Das bestätigte der städtische Pressesprecher Joachim Oppold auf Kurier-Nachfrage.
Wie berichtet, war am 7. August nur 20 Minuten nach einem Auftritt einer Band, die sich aus Mitgliedern des Festspielchors und des Festspielorchesters zusammensetzt, nach Anwohneranrufen die Polizei auf dem Festspielgelände aufgetaucht. Müller hatte nicht nur angeordnet, dass die Türen zur Probebühne, auf der die Band spielte, geschlossen werden, sondern sich, der Einfachheit halber, der Polizei spontan als Ansprechpartner zur Verfügung gestellt.

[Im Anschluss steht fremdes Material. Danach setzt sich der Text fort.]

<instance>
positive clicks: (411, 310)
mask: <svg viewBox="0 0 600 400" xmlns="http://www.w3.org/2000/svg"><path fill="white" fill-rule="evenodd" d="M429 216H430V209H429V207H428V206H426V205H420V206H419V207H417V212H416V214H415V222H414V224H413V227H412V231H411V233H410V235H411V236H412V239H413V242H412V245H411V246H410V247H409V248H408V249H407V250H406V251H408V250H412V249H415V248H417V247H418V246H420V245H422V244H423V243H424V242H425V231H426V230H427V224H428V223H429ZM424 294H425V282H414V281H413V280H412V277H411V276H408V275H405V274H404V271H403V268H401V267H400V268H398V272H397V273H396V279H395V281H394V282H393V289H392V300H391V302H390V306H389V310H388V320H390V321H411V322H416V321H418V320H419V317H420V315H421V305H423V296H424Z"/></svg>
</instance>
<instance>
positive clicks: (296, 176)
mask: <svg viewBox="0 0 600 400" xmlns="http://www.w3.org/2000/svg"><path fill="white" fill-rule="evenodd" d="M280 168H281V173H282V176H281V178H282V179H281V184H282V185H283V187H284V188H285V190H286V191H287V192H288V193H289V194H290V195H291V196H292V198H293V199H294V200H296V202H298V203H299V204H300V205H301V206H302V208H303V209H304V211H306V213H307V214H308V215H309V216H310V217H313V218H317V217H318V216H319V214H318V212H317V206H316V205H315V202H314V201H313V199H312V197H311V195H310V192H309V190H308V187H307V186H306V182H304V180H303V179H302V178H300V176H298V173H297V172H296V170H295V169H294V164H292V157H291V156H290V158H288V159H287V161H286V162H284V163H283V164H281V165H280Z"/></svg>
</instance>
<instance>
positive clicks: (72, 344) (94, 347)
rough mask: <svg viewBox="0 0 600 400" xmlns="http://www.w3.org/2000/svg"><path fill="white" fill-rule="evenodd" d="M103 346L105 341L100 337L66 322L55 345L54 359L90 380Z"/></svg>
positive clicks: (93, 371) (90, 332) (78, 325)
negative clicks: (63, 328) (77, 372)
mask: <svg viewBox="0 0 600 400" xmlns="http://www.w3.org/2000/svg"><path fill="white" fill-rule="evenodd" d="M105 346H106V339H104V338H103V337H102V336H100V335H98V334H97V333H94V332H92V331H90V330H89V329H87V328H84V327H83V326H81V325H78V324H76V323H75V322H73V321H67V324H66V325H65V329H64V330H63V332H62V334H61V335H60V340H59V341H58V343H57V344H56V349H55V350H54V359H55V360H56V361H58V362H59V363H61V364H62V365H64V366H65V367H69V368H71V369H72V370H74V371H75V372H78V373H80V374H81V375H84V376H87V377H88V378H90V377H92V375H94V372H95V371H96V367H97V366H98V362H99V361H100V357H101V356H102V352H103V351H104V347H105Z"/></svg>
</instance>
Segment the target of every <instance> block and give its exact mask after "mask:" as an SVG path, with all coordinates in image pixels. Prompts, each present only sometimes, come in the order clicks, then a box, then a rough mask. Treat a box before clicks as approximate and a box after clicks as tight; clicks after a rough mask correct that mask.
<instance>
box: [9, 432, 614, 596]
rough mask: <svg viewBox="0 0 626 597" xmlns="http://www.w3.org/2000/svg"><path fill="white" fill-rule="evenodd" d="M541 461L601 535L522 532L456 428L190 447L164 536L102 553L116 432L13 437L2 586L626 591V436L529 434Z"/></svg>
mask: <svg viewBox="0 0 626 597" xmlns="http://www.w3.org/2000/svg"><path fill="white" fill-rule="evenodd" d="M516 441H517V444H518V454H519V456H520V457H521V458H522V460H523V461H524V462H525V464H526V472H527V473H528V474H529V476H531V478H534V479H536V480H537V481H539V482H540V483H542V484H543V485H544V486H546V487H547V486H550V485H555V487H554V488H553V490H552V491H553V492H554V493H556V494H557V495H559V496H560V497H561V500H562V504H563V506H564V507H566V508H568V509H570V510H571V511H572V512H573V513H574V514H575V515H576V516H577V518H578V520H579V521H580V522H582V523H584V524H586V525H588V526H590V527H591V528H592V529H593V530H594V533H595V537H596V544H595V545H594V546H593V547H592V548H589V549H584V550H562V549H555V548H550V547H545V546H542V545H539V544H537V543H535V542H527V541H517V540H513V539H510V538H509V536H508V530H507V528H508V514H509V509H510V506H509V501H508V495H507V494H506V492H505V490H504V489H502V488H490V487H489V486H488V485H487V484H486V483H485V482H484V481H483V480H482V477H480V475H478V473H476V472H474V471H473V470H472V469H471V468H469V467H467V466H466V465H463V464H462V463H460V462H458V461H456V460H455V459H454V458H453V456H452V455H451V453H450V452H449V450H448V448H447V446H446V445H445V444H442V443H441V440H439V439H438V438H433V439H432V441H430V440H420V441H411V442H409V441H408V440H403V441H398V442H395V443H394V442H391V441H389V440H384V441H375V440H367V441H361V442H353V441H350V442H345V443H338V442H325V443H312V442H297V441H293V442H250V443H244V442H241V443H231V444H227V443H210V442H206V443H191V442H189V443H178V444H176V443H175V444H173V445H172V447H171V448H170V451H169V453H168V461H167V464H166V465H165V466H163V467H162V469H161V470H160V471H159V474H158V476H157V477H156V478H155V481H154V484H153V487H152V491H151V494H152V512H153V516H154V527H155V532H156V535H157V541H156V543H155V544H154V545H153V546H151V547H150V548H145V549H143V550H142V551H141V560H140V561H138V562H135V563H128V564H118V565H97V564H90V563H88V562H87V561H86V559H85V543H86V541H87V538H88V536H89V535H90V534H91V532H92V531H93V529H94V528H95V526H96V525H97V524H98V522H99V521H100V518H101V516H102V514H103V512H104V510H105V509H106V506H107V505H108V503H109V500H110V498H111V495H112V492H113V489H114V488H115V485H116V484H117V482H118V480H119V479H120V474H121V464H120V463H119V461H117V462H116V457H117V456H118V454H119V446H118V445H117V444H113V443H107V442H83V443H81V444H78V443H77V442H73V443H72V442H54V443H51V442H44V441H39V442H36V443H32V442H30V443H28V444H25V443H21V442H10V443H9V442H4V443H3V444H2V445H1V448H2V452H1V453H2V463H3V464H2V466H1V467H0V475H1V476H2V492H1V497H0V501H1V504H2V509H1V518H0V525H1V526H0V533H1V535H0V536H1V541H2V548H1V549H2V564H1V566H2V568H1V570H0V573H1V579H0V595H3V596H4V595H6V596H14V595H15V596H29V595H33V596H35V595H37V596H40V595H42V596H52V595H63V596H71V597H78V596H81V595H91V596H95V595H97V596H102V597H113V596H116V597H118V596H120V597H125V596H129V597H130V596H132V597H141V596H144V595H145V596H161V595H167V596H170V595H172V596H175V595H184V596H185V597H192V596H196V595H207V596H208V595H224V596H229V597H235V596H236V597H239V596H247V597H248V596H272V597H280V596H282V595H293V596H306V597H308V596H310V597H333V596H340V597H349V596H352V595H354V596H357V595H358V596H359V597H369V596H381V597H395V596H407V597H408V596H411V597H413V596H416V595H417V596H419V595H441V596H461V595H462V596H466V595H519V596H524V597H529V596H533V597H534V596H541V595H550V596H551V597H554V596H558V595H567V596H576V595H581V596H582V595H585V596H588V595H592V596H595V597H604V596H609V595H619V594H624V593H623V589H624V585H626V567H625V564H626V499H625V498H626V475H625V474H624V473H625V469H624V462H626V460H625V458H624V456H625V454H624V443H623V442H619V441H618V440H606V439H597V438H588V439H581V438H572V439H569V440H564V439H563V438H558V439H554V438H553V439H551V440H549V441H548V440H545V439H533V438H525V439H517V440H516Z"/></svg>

Wenig später kündigte das Umweltamt Müller in einem Schreiben an, dass ein Ermittlungsverfahren gegen ihn wegen nächtlicher Ruhestörung (Vergnügungslärm) laufe.
Keine zwei Tage, nachdem der Kurier über den Vorfall berichtet hatte, ist das Ordnungswidrigkeitsverfahren nun eingestellt worden.